1. A method for upgrading an imaging system comprising the steps of:

removing an original camera attachment means from an imaging instrument comprising an optical path wherein the optical path comprises a first subject matter starting point and an original image plane ending point;

attaching a quick-release receptacle to the imaging instrument;

affixing a replacement camera comprising a replacement image plane and a lens mount to a camera adapter coupling wherein the camera adapter coupling comprises a quick-release coupling end and a lens emulating flange opposing the quick-release coupling end and wherein the camera is affixed to the camera adapter coupling by mating the lens emulating flange with the lens mount; and

mating the quick release coupling end of the camera adapter coupling to the quick-release receptacle.

2. The method of claim 1 wherein the camera is a digital camera.

3. The method of claim 1 further comprising the steps of:

inserting a compensating lens into the optical path of the imaging instrument if a compensating lens is required to focus an image onto the replacement image plane or if enlargement of a subject matter image striking the replacement image plane is desired.

4. The method of claim 1 wherein the length of the camera adapter coupling is adjusted to displace the replacement image plane relative to the original image plane in order to enlarge a subject matter image striking the replacement image plane relative to that same image striking the original image plane.
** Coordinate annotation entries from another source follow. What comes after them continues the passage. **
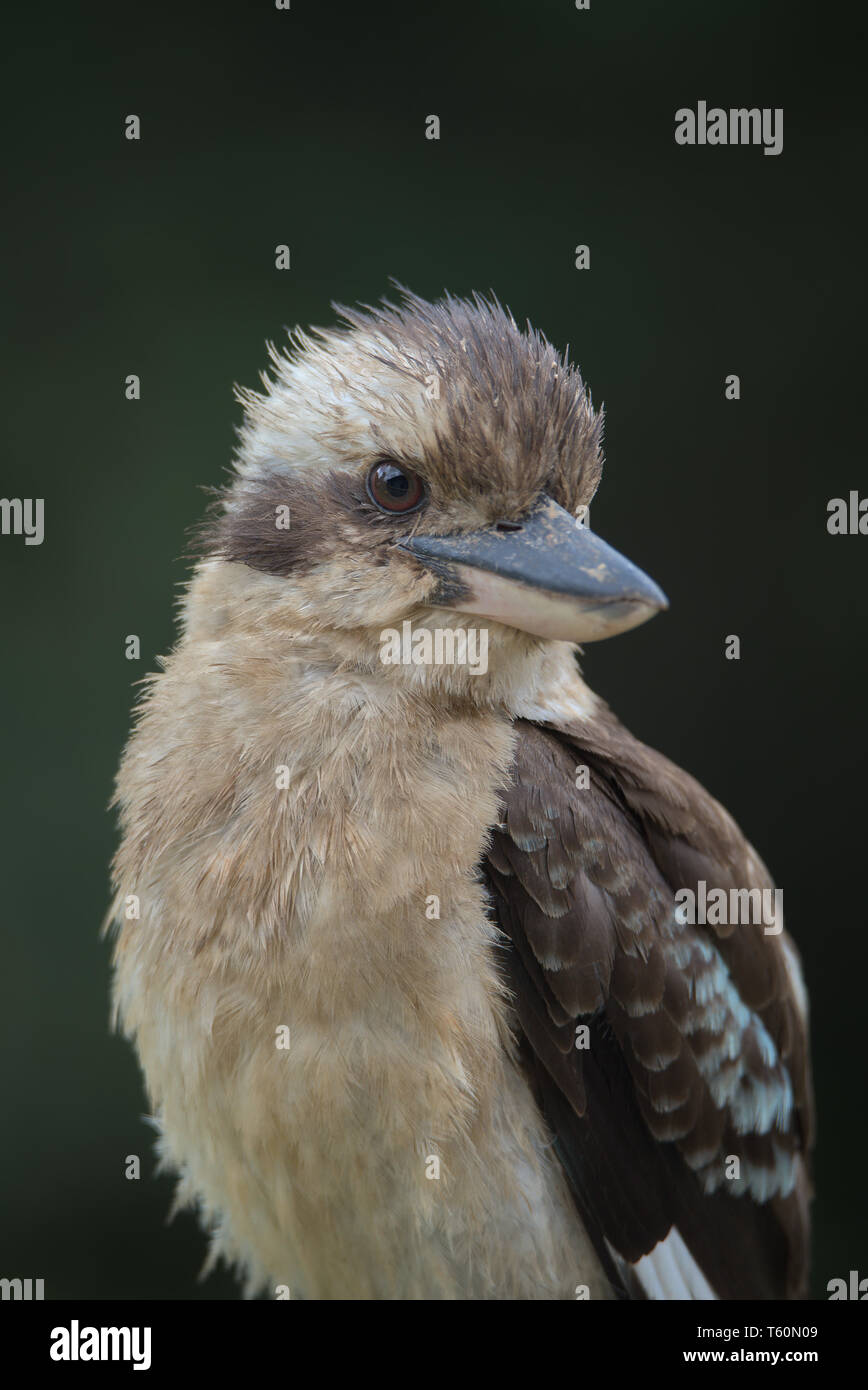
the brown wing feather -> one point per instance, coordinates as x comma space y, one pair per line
697, 1050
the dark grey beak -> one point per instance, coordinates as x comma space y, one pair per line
544, 574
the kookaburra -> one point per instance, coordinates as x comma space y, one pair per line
399, 940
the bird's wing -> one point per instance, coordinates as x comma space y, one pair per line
669, 1059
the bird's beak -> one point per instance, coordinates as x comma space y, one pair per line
547, 574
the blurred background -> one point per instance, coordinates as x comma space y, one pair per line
306, 127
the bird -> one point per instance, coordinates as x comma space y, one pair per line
399, 940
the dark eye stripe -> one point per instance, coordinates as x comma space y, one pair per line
394, 488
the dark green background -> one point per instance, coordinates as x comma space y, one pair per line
308, 128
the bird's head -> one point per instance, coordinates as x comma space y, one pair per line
423, 463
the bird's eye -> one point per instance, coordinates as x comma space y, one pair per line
394, 488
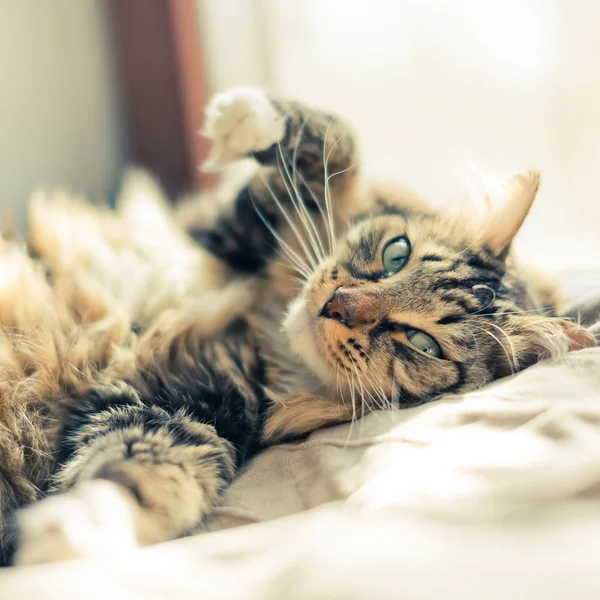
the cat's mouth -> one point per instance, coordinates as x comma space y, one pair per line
301, 327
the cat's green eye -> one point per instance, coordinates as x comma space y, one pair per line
394, 255
425, 343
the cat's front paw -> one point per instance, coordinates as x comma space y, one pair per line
239, 122
92, 521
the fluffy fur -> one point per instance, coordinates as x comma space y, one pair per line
143, 363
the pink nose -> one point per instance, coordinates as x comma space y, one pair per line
335, 308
5. The method of claim 1 wherein the imaging instrument comprises an eyepiece, further comprising the step of displacing the eyepiece in order to preclude physical interference of the eyepiece with the cameral.

6. The method of claim 1 wherein the imaging instrument comprises an eyepiece, further comprising the step of displacing the eyepiece in order to compensate for variation in the optical path resulting from displacement of the replacement image plane relative to the original image plane.
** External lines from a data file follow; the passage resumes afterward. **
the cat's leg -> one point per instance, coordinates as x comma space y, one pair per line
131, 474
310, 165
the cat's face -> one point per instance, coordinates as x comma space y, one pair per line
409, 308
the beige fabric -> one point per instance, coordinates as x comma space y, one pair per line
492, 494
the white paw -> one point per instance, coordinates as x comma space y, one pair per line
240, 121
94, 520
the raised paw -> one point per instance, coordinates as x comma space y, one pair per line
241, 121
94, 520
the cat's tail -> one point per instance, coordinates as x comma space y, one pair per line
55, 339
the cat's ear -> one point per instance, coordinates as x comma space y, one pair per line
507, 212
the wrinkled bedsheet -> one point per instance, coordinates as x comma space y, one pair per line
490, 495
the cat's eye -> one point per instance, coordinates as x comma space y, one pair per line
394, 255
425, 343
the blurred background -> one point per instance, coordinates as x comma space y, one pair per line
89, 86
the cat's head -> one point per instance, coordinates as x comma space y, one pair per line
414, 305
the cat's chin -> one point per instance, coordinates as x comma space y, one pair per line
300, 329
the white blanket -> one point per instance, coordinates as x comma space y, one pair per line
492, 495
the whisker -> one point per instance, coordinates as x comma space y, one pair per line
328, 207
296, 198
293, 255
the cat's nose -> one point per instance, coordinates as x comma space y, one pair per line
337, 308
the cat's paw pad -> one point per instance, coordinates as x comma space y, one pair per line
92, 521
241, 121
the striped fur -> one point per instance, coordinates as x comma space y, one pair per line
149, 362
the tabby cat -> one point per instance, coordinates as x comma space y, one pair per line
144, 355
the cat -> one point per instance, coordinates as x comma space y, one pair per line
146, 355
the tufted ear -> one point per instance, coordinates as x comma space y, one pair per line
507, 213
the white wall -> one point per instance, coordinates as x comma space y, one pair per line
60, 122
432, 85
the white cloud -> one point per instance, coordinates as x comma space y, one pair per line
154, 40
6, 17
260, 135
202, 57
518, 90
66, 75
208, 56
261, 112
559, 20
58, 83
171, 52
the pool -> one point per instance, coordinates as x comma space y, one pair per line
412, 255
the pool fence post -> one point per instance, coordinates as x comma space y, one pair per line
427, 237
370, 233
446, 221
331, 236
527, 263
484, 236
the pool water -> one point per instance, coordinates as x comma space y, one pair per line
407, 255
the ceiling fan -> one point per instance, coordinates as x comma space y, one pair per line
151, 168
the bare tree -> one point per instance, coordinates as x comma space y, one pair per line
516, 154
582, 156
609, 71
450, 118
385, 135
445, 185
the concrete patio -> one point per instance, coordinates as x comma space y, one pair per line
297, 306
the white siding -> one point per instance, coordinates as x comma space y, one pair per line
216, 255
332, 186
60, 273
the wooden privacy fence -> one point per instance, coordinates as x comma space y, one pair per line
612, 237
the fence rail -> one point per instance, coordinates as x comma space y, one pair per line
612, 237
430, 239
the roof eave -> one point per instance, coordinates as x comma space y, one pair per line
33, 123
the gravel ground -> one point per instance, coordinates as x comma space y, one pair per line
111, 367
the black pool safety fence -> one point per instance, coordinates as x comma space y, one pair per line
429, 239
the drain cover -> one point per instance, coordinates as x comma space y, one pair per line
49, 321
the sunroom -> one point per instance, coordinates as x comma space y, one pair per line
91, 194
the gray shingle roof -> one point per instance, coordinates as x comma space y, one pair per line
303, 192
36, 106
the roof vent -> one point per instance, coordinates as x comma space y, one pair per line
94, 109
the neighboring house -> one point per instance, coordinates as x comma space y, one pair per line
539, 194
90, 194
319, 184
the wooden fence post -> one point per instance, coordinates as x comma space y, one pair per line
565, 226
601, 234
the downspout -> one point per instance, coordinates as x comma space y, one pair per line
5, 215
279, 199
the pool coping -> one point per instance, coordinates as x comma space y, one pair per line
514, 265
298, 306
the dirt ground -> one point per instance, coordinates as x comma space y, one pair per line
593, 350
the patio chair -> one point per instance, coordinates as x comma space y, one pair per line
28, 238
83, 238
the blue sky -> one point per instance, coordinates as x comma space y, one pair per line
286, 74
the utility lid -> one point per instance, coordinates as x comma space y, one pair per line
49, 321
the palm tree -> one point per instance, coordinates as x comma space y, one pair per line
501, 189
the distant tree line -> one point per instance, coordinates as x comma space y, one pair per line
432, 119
7. The method of claim 1 wherein the quick-release receptacle comprises an offset-eliminating flange and a capture cowling.

8. The method of claim 1 wherein the quick-release receptacle comprises an non-offset-eliminating flange and a capture cowling.

9. An upgrade kit for imaging systems comprising:

quick-release receptacle that mounts on an optical assemblage and accepts a quick-release coupling wherein the optical assemblage focuses an image onto an original image plane; and

camera adapter coupling comprising a first end being a quick-release coupling and a second end being a lens-emulating flange and wherein the quick-release coupling mates with the quick-release receptacle.

10. The upgrade kit of claim 9 further comprising a camera.

11. The upgrade kit of claim 10 wherein the camera is a digital camera.

12. The upgrade kit of claim 9 further comprising a compensating lens that adjust the focal length of the optical assemblage so as to focus an image on to a replacement image plane comprising a camera that may be mounted on the lens-emulating flange.

13. The upgrade kit of claim 9 further comprising a compensating lens that enlarges images focused by the optical assemblage on to a replacement image plane comprising a camera that may be mounted on the lens-emulating flange.

14. The upgrade kit of claim 9 wherein the length of the camera adapter coupling is adjusted to displace a replacement image plane comprising a camera that may be mounted onto the lens-emulating flange relative to the original image plane in order to enlarge an image focused by the optical assemblage onto the original image plane.

15. The upgrade kit of claim 9 wherein the optical assemblage comprises an eyepiece mount for accepting an eyepiece and further comprising an eyepiece tower that displaces the mounting position of an eyepiece so as to preclude physical interference of the eyepiece with a camera that may be mounted onto the lens-emulating flange.

16. The upgrade kit of claim 9 wherein the optical assemblage comprises an eyepiece mount for accepting an eyepiece and further comprising an eyepiece tower that displaces the mounting position of an eyepiece in order to compensate for displacement of the a digital image plane comprising a camera that may be mounted onto the lens-emulating flange relative to the original image plane.